TaraMaiden Posted May 21, 2013 Posted May 21, 2013 The only one who has used the D word up to now (as far as I can remember) is him. Now he's thinking about it seriously.... You both failed to address 'red flags' before you married. This is a pile of crock, especially his assertions regarding your 'housewifery' skills. he knew this about you, definitely - to have expected a miraculous transformation overnight, the moment you took the dress off, is ridiculous and unrealistic. And what the f does he mean 'didn't offer to pay'...? That's just being ludicrous and grasping at straws... He's talking BS and you know it.....because he was just in 'tit for tat' mode.... But the red flags you saw flapping - some of which, if I'm not mistaken, might have been mentioned by other members here - were a form of self-delusion, LB. It's sad you saw them, and ignored them, because you desperately wanted to believe he wasn't really like that. Well, the 'honeymoon' period is over. This is him, in his true colours, and it will only get worse. I know you don't want this. I understand this is the furthest thing from your mind. But I would go to him in his 'den' and tell him, if he wants this divorce, he'd better file, because you're not going to give him a way out by complying. If he wants it - tell him to do the hard work. Otherwise shut dafuq up here now and always about divorce, and let's get this think dealt with. It's either counselling - with a counsellor you're BOTH happy with - or he can do the damn legwork. 2
xxoo Posted May 21, 2013 Posted May 21, 2013 He starts yapping about divorce when you confront him. IGNORE the divorce stuff. He can't have an insta-divorce in PA. Does he know that? There is at least a 6 month waiting period--more than enough time to get marriage counseling established. I'd walk away from the conversation every time he says "divorce". Tell him you don't want to hear it. You are married, you have a child, and it is time to grow the F up and deal with it. He wants a big reaction. You give it to him. Stop rewarding the D talk with arguments and tears. Ignore it, and force him to deal with the actual issues you have....which aren't going to magically go away if you divorce! You have a child together! 3
Star Gazer Posted May 21, 2013 Posted May 21, 2013 Ok, so I had a horrible day at work (made a huge work related mistake) so I was already upset. I was also still mad about this morning. I tried talking to him but we argued bc neither of us believed the others version of what happened. Ryan was bawling in the backseat (i was outside our house in my car, we were on the phone. He started saying we are incompatable and that our relationship isnt working. He started talking about moving to his parents , who would have custody, ect. I was crying and kept saying that we werent agreeing so he said f you I want a divorce and hung up the phone on me. LB, what exactly were you saying, and how were you saying it? It seems like a huge leap to go with you "trying to talk to him" to him saying "eff you, I want a divorce" and hanging up on you. I suspect you weren't fighting fair...? We got in the house and started talking about the fact that I resent him so much and i told him all the things that were red flags that i overlooked when we were dating. Same thing here. We know how he's behaving, and what he's saying, but your side of the story is missing. Can you elaborate?

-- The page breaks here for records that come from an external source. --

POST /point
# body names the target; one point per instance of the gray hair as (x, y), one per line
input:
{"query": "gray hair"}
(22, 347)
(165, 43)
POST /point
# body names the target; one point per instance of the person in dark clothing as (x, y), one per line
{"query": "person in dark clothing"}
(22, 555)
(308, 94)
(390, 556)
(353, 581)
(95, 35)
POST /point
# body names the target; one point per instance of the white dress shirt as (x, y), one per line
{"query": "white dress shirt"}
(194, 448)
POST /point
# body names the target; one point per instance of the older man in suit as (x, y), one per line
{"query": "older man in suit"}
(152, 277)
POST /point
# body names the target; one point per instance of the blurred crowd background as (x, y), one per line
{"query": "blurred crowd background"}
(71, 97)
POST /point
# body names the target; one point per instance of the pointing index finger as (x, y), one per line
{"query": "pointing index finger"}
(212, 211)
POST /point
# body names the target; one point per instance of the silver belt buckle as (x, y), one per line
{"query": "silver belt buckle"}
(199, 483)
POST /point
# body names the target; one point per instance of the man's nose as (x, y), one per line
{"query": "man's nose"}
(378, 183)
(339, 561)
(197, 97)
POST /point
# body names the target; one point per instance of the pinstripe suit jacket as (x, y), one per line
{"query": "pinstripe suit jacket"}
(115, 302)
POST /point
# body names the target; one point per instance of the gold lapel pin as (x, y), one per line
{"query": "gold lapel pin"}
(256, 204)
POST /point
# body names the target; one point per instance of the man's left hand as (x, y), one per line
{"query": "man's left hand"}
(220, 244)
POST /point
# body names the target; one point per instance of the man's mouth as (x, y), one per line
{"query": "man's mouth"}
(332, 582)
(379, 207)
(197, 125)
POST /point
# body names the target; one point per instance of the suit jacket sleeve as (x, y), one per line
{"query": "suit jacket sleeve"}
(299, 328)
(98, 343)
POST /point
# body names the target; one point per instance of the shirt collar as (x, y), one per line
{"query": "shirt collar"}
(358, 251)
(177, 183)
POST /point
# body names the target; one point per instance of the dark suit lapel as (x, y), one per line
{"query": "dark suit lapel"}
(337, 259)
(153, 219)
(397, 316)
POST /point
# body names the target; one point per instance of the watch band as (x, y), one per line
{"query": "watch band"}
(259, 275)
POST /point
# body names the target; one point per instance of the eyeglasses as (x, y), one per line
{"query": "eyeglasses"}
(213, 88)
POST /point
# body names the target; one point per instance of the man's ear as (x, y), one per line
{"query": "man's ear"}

Star Gazer Posted May 21, 2013 Posted May 21, 2013 And what the f does he mean 'didn't offer to pay'...? That's just being ludicrous and grasping at straws... He's talking BS and you know it..... I don't agree that he's grasping at straws, or talking BS, about this. They've been fighting (not disagreeing, but fighting) about money since as early as 2007.
Nyla Posted May 21, 2013 Posted May 21, 2013 LB, I think that you got caught up in the excitement of getting married. You wanted to marry and become a mother so much, that all of the obvious reasons not to faded into the background. I know you don't want a divorce, but look at what you have to tolerate to stay in your marriage. Is this the dynamic that you want your son to see? He may not understand what is happening, but I can assure you that your son can feel the tension. Your husband does not want to be married to you. His threats have gone from mentioning divorce in anger to actually planning. Your husband has been saying nasty things about your marriage for a long time and now he is being serious. Think about what you want your son to see, as well as what you deserve as a human being and as a wife. 3
Nyla Posted May 21, 2013 Posted May 21, 2013 LB, what exactly were you saying, and how were you saying it? It seems like a huge leap to go with you "trying to talk to him" to him saying "eff you, I want a divorce" and hanging up on you. I suspect you weren't fighting fair...? Same thing here. We know how he's behaving, and what he's saying, but your side of the story is missing. Can you elaborate? Why does it have to be LB who isn't fighting fair? We have already seen that her husband has a tendency to escalate things and be verbally abusive, so it is not fair to assume that this latest argument was her fault.
Nyla Posted May 21, 2013 Posted May 21, 2013 That's not what it's about, LB.... It's not what he does, it's establishing where your tolerance levels are.... Yours seem to be set pretty high. Many, many women here, wouldn't permit things to escalate to the limits you have. There again, many many women here have had previous experience, and their own standards have shifted.... That's not to say you're bad at this or have made poor choices. But I think that having had broader experiences, many women here might be telling you - you need to draw a line in the sand - and sooner rather than later.... This is so true. I tolerated far more from men before I was 25. If I was single now, the two idiotic abusive men whom I was with in my early twenties couldn't even hold my hand. My self-esteem is much higher.
Star Gazer Posted May 21, 2013 Posted May 21, 2013 Why does it have to be LB who isn't fighting fair? We have already seen that her husband has a tendency to escalate things and be verbally abusive, so it is not fair to assume that this latest argument was her fault. I didn't suggest that. You're jumping to conclusions. That said, it takes two people to participate in an argument, and one doesn't usually scream "F YOU! I want a divorce!" and hang up the phone without having some sort of heated discussion take place first. All we're hearing is what he's doing; her role is absent from these explanations. Are you suggesting that she's not contributing to these arguments at all, either in her choice of words or how she's saying them? Perhaps she's been perfect, but who is? And you really don't know, do you? Further, have you read her threads since she started here? He's always been OCD, he's always been controlling, but LB's had her own flaws too, one being how she engages in arguments, and thinking fighting (even often) is normal.